JFML: An open source Java Library for the IEEE Standard for Fuzzy Markup Language (IEEE Std 1855-2016)
JFML is an open source Java library which is aimed at facilitating interoperability and usability of fuzzy systems. Notice that JFML implements the new IEEE Std 1855 published and sponsored by the Standards Committee of the IEEE Computational Intelligence Society.
JFML has a web page associated with a complete documentation, a good variety of examples for both users and developers, etc., The web page is hosted at: http://jfml.es
From v1.3, JFML —now renamed as JFML-Core— is compiled with Java 11 and uses Maven to do so, whilst previous versions use Ant and Java 8. This module has two main purposes:
- It contains the definition of the main classes, such as FuzzyVariable.
- It applies an already built Fuzzy Logic System to a data set to predict the data output value.
To build, you can clone the .git repository or download the library into a .zip file from the Clone or download
option. You can also download the source code from the releases
in GitHub.
We recommend following the next steps to use it if no modification is needed:
- Download the library into a .zip file from the Clone or Download option or from the releases
- Unzip it in a local folder.
- At the root of the project, go (
cd
) to Examples. - Run the following command:
java -jar ./lib/<jar-file> <problem> <fls> ./XMLFiles/<test-data-file>
This command is thoroughly explained in Examples/README-EXAMPLES.txt.

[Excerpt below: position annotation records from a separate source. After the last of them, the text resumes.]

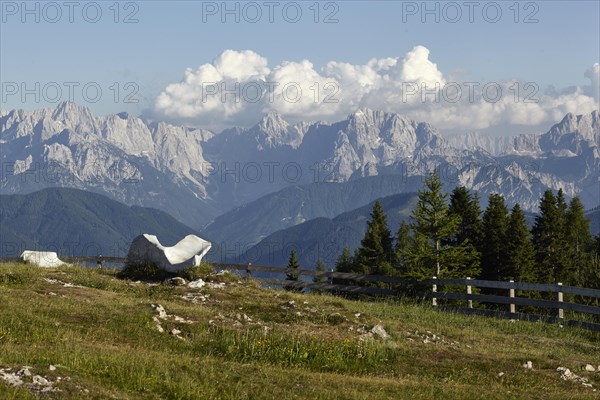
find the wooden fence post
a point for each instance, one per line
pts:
(434, 290)
(561, 313)
(469, 301)
(511, 293)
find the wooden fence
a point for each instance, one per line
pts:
(394, 286)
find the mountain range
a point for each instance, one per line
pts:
(241, 185)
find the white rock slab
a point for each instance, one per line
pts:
(46, 259)
(185, 254)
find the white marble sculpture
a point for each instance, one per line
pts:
(46, 259)
(185, 254)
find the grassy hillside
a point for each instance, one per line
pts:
(79, 223)
(239, 341)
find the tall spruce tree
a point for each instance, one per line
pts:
(376, 254)
(493, 245)
(465, 205)
(401, 247)
(578, 240)
(547, 234)
(432, 224)
(320, 267)
(293, 275)
(520, 254)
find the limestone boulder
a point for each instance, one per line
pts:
(146, 249)
(45, 259)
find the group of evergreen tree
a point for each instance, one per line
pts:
(453, 238)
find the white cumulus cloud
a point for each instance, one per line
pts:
(237, 87)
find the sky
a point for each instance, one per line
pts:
(502, 67)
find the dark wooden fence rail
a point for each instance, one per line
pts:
(395, 286)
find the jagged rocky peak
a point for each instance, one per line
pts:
(273, 124)
(68, 110)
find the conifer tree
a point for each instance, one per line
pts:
(466, 205)
(429, 252)
(547, 236)
(578, 240)
(520, 254)
(376, 255)
(493, 245)
(293, 275)
(401, 247)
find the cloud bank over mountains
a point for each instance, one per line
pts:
(238, 85)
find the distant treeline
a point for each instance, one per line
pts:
(449, 236)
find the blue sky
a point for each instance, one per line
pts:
(169, 37)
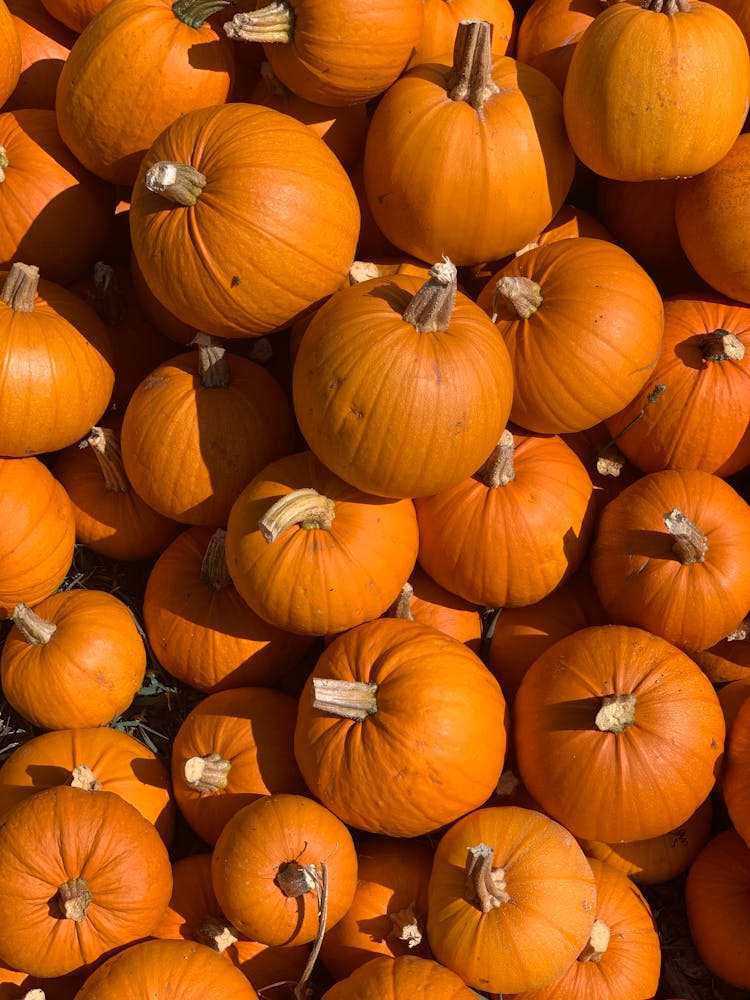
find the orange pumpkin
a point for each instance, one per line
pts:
(83, 873)
(511, 901)
(356, 743)
(605, 723)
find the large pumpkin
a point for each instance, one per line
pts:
(266, 227)
(657, 89)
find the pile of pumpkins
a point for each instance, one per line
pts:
(402, 343)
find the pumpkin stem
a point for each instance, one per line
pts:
(178, 182)
(471, 76)
(617, 713)
(721, 345)
(401, 607)
(431, 307)
(194, 13)
(498, 469)
(406, 927)
(272, 23)
(74, 898)
(216, 933)
(83, 777)
(304, 507)
(214, 571)
(485, 885)
(213, 365)
(346, 699)
(597, 943)
(105, 444)
(520, 296)
(19, 287)
(207, 774)
(690, 545)
(32, 627)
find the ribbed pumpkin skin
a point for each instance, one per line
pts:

In case of changing the source files:
- Make the necessary changes.
- Do
mvn clean install
. - A new artifact, as a JAR file, will be generated at the target folder.
- Copy and paste that JAR to Examples/lib.
- At the root of the project, go (
cd
) to Examples. - Run the main command.
JFML IoT is an open source Java library designed to facilitate the integration of Fuzzy-Base Systems (FRBS) into Internet of Things (IoT) enviroments. Using Java Fuzzy Markup Language (JFML) as engine. It's available in github.com/JfMRes/JFML_IoT.
The entire project has been created with extensibility in mind. The abstract classes represent the basic functionality of all objects, making it easier to extend the project and add new classes to expand its capabilities.
You can download the full project or download the .jar file to import in your project from releases
This section provides an overview of the components implemented in the project.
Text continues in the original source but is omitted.